Example: counting events and throwing dice

Jelle, October 2023

[1]:
import matplotlib.pyplot as plt
import numpy as np
import pandas as pd

import nafi

# Use float64 in jax for better precision
import jax
jax.config.update("jax_enable_x64", True)

Consider a counting experiment without background. We observe \(n\) events, and want to set an upper limit on the number of expected events \(\mu\). We use the test statistic:

\(\displaystyle q_\mu = -2 \, \mathrm{\Theta}(\mu - \hat{\mu}) \, \ln \frac{L(\mu)}{L(\hat{\mu})} ,\)

where the best-fit hypothesis \(\hat{\mu} = n\). The step function ensures we get upper limits:

  • Outcomes that are excesses (\(\hat{\mu} = n > \mu\)) are assigned \(q_\mu = 0\);

  • Nafi uses right-tailed p-values, and \(q_\mu \geq 0\), so excesses are assigned a p-value of 1;

  • Thus we always include all \(\mu\) below \(n\) in any interval we quote, i.e. we get upper limits.

In the notation of CCGV, this is \(\tilde{q}_\mu\) or \(q_\mu\). (There is no background, so \(\hat{\mu} \geq 0\) and the two q’s are identical.)
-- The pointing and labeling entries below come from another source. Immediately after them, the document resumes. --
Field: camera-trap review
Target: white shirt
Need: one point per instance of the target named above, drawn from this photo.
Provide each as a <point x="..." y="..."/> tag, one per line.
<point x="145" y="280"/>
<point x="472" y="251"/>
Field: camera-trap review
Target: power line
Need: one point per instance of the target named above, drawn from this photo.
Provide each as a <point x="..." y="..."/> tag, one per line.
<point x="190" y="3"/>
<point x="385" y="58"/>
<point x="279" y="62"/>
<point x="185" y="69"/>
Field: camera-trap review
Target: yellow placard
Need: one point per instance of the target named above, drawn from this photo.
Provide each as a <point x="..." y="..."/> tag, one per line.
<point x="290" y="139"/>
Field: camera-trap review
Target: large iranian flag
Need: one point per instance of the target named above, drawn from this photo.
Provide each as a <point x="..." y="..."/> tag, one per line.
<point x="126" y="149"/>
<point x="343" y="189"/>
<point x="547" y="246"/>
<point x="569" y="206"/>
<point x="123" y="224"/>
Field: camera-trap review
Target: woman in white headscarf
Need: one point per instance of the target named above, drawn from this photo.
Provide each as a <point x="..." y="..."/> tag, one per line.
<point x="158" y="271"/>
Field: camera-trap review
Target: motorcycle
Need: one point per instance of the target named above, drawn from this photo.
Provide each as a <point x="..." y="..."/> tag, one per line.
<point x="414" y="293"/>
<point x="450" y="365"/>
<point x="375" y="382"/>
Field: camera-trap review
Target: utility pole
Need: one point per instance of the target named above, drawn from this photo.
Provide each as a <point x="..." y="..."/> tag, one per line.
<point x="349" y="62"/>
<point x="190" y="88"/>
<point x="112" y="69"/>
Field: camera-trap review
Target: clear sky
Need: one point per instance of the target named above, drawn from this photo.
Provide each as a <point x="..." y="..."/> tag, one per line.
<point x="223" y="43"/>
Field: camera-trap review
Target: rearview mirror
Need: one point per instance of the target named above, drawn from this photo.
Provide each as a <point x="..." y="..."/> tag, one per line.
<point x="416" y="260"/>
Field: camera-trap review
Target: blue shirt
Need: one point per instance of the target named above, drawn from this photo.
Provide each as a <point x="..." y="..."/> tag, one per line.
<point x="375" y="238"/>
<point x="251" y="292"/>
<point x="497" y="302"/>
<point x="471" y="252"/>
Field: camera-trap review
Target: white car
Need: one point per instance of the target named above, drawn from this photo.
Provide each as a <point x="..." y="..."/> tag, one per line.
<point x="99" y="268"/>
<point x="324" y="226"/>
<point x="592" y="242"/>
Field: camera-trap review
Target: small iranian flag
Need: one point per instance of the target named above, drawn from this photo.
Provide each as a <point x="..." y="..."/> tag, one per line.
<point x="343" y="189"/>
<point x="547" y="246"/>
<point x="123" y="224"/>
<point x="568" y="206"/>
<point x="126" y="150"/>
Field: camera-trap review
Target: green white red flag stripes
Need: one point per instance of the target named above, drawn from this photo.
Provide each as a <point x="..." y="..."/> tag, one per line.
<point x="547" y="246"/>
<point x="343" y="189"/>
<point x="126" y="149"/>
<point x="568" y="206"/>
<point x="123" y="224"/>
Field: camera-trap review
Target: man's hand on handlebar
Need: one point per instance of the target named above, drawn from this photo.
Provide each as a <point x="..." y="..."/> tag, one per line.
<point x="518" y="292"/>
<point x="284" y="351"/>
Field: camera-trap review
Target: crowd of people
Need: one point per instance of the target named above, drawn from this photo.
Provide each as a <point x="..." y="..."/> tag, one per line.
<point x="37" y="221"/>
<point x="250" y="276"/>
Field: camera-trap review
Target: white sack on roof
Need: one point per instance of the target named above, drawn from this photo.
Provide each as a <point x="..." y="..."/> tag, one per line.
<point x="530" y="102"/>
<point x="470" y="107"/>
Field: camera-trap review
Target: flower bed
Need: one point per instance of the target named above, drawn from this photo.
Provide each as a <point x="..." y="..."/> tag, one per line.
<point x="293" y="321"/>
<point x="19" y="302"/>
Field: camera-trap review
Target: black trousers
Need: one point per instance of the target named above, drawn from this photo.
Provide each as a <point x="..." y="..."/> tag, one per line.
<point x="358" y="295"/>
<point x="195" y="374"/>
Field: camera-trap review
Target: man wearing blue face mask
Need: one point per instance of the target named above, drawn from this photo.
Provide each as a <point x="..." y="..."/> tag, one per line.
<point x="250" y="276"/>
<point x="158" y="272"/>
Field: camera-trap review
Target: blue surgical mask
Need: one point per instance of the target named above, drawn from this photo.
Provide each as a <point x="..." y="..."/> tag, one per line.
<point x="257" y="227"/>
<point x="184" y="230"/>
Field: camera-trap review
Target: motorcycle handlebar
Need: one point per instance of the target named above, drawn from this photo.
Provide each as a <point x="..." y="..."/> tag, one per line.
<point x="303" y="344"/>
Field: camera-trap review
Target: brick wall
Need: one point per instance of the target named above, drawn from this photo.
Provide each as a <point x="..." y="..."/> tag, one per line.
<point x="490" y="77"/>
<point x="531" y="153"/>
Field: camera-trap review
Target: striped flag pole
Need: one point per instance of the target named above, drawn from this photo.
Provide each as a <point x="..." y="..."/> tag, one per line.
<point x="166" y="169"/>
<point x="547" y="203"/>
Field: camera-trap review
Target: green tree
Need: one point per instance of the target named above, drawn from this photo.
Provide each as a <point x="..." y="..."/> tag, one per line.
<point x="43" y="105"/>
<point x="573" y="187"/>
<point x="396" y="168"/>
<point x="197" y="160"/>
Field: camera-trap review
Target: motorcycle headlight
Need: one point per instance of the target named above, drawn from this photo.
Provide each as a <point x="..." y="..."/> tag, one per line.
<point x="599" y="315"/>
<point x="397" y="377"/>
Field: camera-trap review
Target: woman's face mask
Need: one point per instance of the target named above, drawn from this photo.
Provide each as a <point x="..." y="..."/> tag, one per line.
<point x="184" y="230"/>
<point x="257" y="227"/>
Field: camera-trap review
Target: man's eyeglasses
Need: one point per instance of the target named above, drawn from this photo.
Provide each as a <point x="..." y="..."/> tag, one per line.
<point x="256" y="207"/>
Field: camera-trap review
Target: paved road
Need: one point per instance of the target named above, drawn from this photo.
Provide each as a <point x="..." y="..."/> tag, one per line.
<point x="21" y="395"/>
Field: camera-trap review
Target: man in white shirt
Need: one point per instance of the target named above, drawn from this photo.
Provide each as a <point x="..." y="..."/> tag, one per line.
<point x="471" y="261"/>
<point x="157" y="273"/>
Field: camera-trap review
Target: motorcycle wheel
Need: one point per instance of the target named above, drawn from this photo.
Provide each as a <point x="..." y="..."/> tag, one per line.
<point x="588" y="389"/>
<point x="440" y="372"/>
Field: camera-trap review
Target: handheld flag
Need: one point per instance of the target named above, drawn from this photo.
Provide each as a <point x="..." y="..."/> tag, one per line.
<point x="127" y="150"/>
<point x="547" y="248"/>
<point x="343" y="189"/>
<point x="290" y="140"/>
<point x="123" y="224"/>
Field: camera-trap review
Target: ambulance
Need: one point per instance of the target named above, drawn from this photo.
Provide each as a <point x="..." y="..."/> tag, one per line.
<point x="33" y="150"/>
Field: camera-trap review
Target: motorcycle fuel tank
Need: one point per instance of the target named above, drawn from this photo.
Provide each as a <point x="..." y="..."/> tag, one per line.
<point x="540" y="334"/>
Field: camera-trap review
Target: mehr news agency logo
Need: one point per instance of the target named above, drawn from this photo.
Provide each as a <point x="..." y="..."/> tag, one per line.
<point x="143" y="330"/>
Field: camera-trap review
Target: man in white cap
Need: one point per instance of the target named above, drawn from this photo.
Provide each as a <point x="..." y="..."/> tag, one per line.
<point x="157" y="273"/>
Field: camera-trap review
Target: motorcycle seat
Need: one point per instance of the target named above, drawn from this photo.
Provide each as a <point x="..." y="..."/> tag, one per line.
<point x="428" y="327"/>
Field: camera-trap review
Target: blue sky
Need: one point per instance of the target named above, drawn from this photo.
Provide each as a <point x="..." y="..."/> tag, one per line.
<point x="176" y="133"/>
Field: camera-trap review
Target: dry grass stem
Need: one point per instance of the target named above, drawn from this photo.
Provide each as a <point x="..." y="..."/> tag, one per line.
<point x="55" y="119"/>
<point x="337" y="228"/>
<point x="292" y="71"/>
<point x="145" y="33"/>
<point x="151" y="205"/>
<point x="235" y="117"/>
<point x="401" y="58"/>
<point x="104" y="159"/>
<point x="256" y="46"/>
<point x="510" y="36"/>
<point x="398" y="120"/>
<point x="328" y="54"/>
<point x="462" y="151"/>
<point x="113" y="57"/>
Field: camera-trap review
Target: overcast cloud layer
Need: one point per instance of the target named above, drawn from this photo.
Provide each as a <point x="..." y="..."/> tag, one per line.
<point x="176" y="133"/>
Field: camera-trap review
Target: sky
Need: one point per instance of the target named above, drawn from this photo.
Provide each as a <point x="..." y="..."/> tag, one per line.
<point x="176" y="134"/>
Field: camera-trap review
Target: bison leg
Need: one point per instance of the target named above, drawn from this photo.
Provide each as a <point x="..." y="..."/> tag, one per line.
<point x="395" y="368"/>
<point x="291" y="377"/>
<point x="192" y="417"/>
For computational convenience we consider only \(\mu \leq 15\) and \(n \leq n_\mathrm{max} = 25\).

[2]:
# Hypotheses: expected events
mu = np.arange(0, 15, .0025)

# Highest observed number of events to consider
# (15 wouldn't be enough to get .01 accuracy)
n_max = 25

# Compute likelihood (outcomes, hypotheses) array, weights (same shape), and outcomes array
lnl, weights, ns = nafi.likelihoods.counting.lnl_and_weights(
    mu, mu_bg=0, n_max=n_max, return_outcomes=True)

# Find test statistics and Neyman construction p-values, both (outcomes, hypotheses) arrays.
# Statistic is q to get upper limits.
qs, ps = nafi.ts_and_pvals(lnl, weights, statistic='q')

# Lower and upper limits, (outcomes,) arrays
ll_counting, ul_counting = nafi.intervals(ps, mu)
assert np.all(ll_counting == 0)

# Statistics on probability of different outcomes (dictionary)
poutcome_counting = nafi.outcome_probabilities(ll_counting, ul_counting, weights, mu)

Consider a new experiment that also throws an \(m_\mathrm{max}\)-sided die, for which high rolls give very slight evidence for high \(\mu\).

For setting upper limits, we must then give outcomes with high dice rolls \(m\) slightly lower \(q\) values, so they get higher p-values, and will be picked more readily in the Neyman construction. We can implement this by changing the test statistic \(q_\mu \rightarrow q_\mu - \epsilon \, m\) and \(\epsilon\) a very small number.

More formally, we could define the likelihood of the dice roll \(m\) as \begin{equation} P_\mathrm{dice}(m|\mu) \propto 1/m + \epsilon \mu m \end{equation} which clearly makes high rolls slightly more likely for high \(\mu\). With some algebra (see Mathematica notebook) we can show that multiplying the Poisson likelihood for \(n\) with this term changes the test statistic to \begin{equation} q_\mu \rightarrow q_\mu - \epsilon m \cdot 2 m_\mathrm{max} (\mu - n) + \epsilon \cdot (\text{term that does not depend on $m$}) + O(\epsilon^2). \end{equation} For \(n < \mu\) (else \(q_\mu = 0\)), this clearly leads to the same upper limits as subtracting a small number proportional to \(m\) from the test statistic.

[3]:
# Number of sides on the dice
die_sides = 6
m = np.arange(die_sides)

# Create weights for the outcomes, first as a (n_max + 1, m_max, n_hypotheses array).
# Each dice roll is equally likely to occur.
weights_dice = weights[:,None,:] * np.ones(die_sides)[None,:,None] / die_sides
# Reshape as a ((n_max + 1) * m_max, n_hypotheses) array.
# From now on n_outcomes = (n_max + 1) * m_max.
weights_dice = weights_dice.reshape(-1, mu.size)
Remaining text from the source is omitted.